Klinische Neurophysiologie 2009; 40 - P296
DOI: 10.1055/s-0029-1216155

Erhaltene Reflexe, erhaltene Propriozeption, erhaltene SNAP: Trotzdem Friedreich-Ataxie

K Dimitriadis 1, S Heck 1, T Klopstock 1
  • 1München

Fragestellung: In der prämolekularen Ära wurde die Friedreich-Ataxie klinisch definiert als progressive sensible Ataxie mit Beginn vor dem 25. Lebensjahr, fehlenden Reflexen und schwerer Beeinträchtigung der propriozeptiven Sensibilität. Als Korrelat der meist schweren sensiblen Neuropathie mit fehlenden oder deutlich amplitudengeminderten sensiblen Nervenaktionspotentialen (SNAP) fand sich pathologisch eine Degeneration der sensiblen Spinal-Ganglienzellen und der großen myelinisierten Fasern im peripheren Nerven. Die Identifikation des verantwortlichen Gendefektes führte zu einer deutlichen Erweiterung des phänotypischen Spektrums, und es wurde klar, dass die Friedreich-Ataxie auch Fälle mit wesentlich späterer Manifestation und Fälle mit erhaltenen Reflexen umfasst. Bislang sind jedoch nur wenige Fälle beschrieben, bei denen auch Propriozeption und SNAP weitgehend erhalten sind.

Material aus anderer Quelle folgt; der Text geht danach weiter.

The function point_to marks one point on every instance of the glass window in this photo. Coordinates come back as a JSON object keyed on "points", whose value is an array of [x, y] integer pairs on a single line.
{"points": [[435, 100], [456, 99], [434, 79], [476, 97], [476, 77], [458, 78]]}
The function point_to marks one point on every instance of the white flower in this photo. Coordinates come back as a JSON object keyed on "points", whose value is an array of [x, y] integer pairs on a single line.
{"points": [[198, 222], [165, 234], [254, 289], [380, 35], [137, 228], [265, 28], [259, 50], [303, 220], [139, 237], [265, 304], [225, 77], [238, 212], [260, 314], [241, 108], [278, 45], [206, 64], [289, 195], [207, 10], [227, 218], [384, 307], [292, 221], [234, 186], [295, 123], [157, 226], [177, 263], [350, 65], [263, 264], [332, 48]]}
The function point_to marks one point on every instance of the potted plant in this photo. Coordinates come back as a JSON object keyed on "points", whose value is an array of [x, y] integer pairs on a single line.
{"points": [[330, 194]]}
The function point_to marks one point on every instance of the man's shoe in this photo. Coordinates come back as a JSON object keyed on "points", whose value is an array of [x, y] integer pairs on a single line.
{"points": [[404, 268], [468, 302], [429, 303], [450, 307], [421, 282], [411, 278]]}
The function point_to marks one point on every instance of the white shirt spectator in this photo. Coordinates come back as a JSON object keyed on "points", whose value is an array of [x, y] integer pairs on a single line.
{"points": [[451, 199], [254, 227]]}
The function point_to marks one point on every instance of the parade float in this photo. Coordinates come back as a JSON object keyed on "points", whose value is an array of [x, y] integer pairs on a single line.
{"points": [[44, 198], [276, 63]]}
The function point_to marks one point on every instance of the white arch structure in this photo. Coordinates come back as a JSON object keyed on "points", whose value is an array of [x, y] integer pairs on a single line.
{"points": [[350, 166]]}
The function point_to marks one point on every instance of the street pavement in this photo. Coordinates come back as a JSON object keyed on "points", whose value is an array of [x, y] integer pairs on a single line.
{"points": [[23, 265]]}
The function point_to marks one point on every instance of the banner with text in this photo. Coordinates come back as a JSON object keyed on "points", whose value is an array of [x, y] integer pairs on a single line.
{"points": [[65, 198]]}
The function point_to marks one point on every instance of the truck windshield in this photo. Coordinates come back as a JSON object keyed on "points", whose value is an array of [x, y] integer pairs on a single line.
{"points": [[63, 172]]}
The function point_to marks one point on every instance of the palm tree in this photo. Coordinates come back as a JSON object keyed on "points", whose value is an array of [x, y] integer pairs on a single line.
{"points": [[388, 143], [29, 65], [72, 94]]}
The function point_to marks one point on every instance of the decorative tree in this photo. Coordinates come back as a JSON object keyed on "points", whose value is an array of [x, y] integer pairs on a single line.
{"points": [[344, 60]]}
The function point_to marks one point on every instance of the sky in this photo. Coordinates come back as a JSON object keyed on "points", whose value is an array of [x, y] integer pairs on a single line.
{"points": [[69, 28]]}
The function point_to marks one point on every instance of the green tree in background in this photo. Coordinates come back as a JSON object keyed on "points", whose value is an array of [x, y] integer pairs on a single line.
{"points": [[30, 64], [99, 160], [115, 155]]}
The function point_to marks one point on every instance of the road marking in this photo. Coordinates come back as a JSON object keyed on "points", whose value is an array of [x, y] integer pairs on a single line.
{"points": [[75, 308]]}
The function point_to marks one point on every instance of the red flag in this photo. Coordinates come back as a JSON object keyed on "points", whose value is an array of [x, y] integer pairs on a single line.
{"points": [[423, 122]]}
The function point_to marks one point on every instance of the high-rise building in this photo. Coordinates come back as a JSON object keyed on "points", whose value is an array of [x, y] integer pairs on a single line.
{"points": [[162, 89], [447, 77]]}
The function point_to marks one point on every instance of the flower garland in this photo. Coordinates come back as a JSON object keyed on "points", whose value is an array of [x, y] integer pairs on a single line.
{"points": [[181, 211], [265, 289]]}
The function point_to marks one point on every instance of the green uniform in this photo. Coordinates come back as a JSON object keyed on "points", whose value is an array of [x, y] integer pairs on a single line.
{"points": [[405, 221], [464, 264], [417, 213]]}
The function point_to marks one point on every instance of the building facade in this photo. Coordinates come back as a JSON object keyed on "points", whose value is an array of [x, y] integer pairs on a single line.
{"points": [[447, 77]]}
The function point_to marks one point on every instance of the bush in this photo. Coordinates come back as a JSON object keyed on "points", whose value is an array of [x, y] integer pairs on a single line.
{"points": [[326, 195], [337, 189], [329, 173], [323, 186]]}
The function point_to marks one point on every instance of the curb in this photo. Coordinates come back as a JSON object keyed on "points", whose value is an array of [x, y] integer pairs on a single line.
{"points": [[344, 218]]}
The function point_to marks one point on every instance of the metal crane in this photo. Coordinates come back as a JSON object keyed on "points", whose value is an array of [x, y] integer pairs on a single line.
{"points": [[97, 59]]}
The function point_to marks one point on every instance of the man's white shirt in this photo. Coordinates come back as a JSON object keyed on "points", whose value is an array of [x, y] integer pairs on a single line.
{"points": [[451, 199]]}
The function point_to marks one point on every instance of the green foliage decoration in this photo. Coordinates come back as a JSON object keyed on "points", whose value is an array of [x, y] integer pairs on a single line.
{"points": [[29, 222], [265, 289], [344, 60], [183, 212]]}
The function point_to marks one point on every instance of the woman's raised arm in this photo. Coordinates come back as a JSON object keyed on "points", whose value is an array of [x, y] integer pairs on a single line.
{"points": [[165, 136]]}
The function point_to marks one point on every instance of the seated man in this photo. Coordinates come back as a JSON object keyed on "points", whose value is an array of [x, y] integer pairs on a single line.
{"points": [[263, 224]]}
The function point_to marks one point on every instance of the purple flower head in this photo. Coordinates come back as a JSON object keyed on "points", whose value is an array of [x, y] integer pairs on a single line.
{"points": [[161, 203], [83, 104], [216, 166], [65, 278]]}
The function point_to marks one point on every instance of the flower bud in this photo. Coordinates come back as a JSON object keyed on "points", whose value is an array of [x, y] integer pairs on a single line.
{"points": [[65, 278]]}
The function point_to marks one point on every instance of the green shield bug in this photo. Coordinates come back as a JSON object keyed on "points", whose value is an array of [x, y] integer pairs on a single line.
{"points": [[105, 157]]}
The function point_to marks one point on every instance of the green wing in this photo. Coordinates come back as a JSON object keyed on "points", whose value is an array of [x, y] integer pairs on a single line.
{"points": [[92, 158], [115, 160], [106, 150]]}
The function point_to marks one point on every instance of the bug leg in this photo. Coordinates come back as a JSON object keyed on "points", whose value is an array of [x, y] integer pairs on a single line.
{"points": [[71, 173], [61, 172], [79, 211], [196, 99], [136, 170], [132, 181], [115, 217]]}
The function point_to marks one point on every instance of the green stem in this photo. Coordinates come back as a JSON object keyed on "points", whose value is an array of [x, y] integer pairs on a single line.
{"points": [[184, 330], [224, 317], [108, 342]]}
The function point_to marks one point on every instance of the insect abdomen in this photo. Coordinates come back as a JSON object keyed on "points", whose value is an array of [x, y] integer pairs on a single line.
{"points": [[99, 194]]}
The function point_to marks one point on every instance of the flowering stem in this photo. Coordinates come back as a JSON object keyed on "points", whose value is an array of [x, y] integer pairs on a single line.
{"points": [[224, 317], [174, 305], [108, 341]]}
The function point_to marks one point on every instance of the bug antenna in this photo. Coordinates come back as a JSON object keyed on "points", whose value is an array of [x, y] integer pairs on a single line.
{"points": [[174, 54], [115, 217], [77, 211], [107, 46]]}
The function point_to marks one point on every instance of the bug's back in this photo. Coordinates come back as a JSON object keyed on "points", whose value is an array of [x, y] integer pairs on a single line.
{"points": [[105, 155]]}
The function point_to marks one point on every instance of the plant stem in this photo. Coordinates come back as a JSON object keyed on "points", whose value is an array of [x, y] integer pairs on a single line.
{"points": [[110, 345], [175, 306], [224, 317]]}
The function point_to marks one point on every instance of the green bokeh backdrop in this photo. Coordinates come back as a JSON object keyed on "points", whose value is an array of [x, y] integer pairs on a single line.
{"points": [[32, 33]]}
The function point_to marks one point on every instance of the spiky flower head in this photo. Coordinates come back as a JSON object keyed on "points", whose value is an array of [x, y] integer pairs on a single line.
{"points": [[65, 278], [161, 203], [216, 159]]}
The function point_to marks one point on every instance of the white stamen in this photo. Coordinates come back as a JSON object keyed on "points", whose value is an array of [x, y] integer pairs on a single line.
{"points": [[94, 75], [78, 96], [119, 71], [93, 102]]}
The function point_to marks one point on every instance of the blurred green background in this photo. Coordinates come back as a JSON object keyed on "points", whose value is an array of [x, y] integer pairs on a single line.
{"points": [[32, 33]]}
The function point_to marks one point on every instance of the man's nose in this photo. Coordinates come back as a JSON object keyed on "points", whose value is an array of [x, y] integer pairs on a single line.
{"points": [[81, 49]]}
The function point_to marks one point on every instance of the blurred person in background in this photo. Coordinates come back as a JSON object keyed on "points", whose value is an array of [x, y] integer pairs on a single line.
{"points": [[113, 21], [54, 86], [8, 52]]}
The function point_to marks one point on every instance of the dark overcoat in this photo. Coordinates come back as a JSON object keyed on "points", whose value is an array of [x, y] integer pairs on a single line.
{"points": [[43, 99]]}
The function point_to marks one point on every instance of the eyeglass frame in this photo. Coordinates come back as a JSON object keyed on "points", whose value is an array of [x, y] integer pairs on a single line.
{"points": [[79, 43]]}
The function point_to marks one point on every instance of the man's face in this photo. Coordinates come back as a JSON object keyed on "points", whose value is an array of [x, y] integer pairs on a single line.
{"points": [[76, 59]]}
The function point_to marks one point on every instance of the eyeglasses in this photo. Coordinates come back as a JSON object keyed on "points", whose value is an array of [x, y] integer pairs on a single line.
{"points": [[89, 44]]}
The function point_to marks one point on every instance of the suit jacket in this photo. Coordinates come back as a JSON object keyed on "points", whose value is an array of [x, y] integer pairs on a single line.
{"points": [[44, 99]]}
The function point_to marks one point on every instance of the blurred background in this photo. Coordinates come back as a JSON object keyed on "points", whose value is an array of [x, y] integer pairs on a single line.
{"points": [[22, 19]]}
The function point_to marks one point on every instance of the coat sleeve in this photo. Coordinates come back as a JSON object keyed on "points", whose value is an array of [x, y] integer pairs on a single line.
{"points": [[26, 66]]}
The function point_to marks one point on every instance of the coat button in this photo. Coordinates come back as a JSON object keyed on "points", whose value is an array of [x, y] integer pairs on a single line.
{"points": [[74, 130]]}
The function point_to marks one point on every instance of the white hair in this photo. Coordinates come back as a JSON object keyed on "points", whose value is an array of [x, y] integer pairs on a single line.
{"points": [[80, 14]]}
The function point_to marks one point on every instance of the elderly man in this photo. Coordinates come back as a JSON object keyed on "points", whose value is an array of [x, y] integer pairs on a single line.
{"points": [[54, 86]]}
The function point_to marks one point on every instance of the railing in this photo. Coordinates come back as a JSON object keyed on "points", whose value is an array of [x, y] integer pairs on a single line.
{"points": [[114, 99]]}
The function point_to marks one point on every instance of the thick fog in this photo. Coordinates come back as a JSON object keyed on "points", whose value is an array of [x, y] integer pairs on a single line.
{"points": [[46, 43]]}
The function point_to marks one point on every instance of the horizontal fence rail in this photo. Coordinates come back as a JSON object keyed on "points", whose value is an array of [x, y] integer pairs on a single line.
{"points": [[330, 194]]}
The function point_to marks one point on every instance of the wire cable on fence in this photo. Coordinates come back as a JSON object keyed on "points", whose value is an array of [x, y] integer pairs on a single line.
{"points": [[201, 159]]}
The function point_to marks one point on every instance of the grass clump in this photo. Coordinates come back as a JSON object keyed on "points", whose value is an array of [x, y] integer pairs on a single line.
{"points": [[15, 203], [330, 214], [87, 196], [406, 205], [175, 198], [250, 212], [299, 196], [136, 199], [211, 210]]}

Methoden: Klinische, elektrophysiologische und molekulargenetische Untersuchungen bei drei Geschwistern mit sehr milde verlaufender Friedreich-Ataxie.

Ergebnisse: Die drei Geschwister (w 51, m 49, w 43) bemerkten erste Anzeichen von Gangunsicherheit im Alter von 44, 33 und 34 Jahren. Die klinische Untersuchung zeigte in allen drei Fällen eine nur gering ausgeprägte Gangataxie, eine diskrete Extremitätenataxie, normale Reflexe und ein völlig normales Vibrationsempfinden. Auch die motorische und sensible Neurografie zeigte einen unauffälligen Befund mit normalen SNAP des N. medianus bzw. N. radialis sowie des N. suralis. Die molekulargenetische Diagnostik ergab zwei verlängerte Allele im Frataxin-Gen mit ca. 130 GAA-Tripletts auf dem kürzeren Allel und ca. 850 GAA-Tripletts auf dem längeren Allel.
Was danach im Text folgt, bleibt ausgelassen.